I think you are right after modifying my code

public function test()
    {
        $activeConfiguration = configuration::where('active', 1)->first();
        $data = Feedback::all()->where('hook', $activeConfiguration->vaule);


        $staff_data = [];

        foreach ($data as $value) {
            $staff = Staff::where('id', $value->staff_id)->first();

            if ($staff) {
                $teacherName = $staff->Name;
                $rating = $value->Rating;
                $description = $value->Comment;

                // Check if the teacher name already exists in $staff_data
                if (array_key_exists($teacherName, $staff_data)) {
                    // If it does, add the rating to the existing entry
                    $staff_data[$teacherName]['Rating'] += $rating;
                    $staff_data[$teacherName]['Descriptions'][] = $description;
                } else {
                    // If it doesn't, create a new entry
                    $staff_data[$teacherName] = [
                        'Name' => $teacherName,
                        'Rating' => $rating,
                        'Descriptions' => [$description],
                        'Data_Descriptions' => [$description],
                        // 'Description' => $this->openai(),
                    ];
                }
            }
        }

        // dd($this->openai($staff_data[$teacherName]['Descriptions']));
        // Modify the 'Descriptions' data for each teacher (e.g., concatenate all descriptions into one string)
        foreach ($staff_data as &$teacherData) {
            // dd($staff_data[$teacherName]['Descriptions']);
            $teacherData['Descriptions'] = $this->openai($staff_data[$teacherName]['Descriptions']);
        }
public function openai($descriptions)
{
    // Ensure descriptions is an array
    $descriptions = is_array($descriptions) ? $descriptions : [$descriptions];
    
    // Prepare the conversation messages
    $messages = [
        ['role' => 'system', 'content' => 'Assess student reviews of teachers. Summarize in one paragraph.'],
        ['role' => 'user', 'content' => implode(" Students next remarks:  ", $descriptions)],
    ];
    dd($messages);


    // Set your API key
    $apiKey = '';

    // Make the API request to OpenAI
    $response = $this->makeOpenAIRequest($messages, $apiKey);

    // Extract and return the description from the response
    return $response['choices'][0]['message']['content'];
}

private function makeOpenAIRequest($messages, $apiKey)
{
    $client = new Client([
        'verify' => false, // Disable SSL verification
        'proxy' => 'http://127.0.0.1:8080', // Replace with your proxy settings
    ]);

    $response = $client->post('https://api.openai.com/v1/chat/completions', [
        'headers' => [
            'Authorization' => 'Bearer ' . $apiKey,
        ],
        'json' => [
            'messages' => $messages,
            'max_tokens' => 50, // Adjust as needed
            'model' => 'gpt-3.5-turbo-0301',
            'top_p' => 0.5,
        ],
    ]);

    return json_decode($response->getBody(), true);
}

This is the api responds from openai
First Post Resquest

POST /v1/chat/completions HTTP/2
Host: api.openai.com
User-Agent: GuzzleHttp/7
Content-Type: application/json
Authorization: Bearer 
Content-Length: 276

{"messages":[{"role":"system","content":"Assess student reviews of teachers.
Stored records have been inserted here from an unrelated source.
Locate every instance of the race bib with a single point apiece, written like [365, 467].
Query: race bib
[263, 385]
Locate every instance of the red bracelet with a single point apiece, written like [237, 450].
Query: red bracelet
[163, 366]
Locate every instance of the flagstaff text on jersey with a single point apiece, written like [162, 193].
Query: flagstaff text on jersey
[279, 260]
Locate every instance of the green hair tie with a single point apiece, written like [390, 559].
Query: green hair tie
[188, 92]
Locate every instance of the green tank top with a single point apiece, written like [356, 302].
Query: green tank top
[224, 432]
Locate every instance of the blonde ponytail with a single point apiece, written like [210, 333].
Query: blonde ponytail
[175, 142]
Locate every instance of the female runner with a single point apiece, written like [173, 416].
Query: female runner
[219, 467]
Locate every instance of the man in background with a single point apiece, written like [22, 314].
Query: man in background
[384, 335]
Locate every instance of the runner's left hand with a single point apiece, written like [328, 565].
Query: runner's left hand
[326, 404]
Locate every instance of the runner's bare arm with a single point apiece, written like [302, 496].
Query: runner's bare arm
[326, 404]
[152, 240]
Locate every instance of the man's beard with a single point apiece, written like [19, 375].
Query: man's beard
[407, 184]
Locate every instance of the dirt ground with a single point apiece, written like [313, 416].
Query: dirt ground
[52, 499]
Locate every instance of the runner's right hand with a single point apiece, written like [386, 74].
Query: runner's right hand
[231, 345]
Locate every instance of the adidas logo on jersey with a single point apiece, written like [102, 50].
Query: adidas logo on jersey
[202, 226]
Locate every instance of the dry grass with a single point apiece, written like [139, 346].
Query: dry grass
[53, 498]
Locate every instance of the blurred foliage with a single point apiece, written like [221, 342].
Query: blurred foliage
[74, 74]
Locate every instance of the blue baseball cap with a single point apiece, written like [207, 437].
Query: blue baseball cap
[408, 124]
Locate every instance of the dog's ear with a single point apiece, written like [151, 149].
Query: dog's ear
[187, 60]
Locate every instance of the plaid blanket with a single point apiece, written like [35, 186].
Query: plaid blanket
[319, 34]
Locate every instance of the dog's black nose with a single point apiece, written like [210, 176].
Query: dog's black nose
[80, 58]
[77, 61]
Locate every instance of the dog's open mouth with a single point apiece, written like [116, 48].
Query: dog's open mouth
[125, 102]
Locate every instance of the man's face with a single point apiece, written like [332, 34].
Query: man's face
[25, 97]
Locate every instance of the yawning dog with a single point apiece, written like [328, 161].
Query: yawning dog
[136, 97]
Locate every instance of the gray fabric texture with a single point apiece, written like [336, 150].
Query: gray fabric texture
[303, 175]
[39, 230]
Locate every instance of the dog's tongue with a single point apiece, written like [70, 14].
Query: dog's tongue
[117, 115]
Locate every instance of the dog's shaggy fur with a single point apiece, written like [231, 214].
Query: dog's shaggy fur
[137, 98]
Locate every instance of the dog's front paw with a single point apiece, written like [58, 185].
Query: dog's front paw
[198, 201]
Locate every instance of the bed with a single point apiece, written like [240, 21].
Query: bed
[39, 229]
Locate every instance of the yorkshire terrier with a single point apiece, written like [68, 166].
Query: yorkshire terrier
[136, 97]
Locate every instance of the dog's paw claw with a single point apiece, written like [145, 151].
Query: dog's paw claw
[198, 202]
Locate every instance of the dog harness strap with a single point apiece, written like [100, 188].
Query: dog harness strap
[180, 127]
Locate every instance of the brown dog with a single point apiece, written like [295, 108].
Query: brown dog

Summarize in one paragraph."},{"role":"user","content":"He is a Very good Teacher Students next remarks:  He is Very Good And Know his Job"}],"max_tokens":50,"model":"gpt-3.5-turbo-0301","top_p":0.5}

Second Post

POST /v1/chat/completions HTTP/2
Host: api.openai.com
User-Agent: GuzzleHttp/7
Content-Type: application/json
Authorization: Bearer 
Content-Length: 384

{"messages":[{"role":"system","content":"Assess student reviews of teachers. Summarize in one paragraph."},{"role":"user","content":"Based on the student reviews, the teacher is highly regarded and considered to be very good at his job. The students have expressed their satisfaction with his teaching skills and knowledge."}],"max_tokens":50,"model":"gpt-3.5-turbo-0301","top_p":0.5}

Not only that. I made thousands of manual tests like that. Repeat it more often and the teacher will even be evaluated bad some times.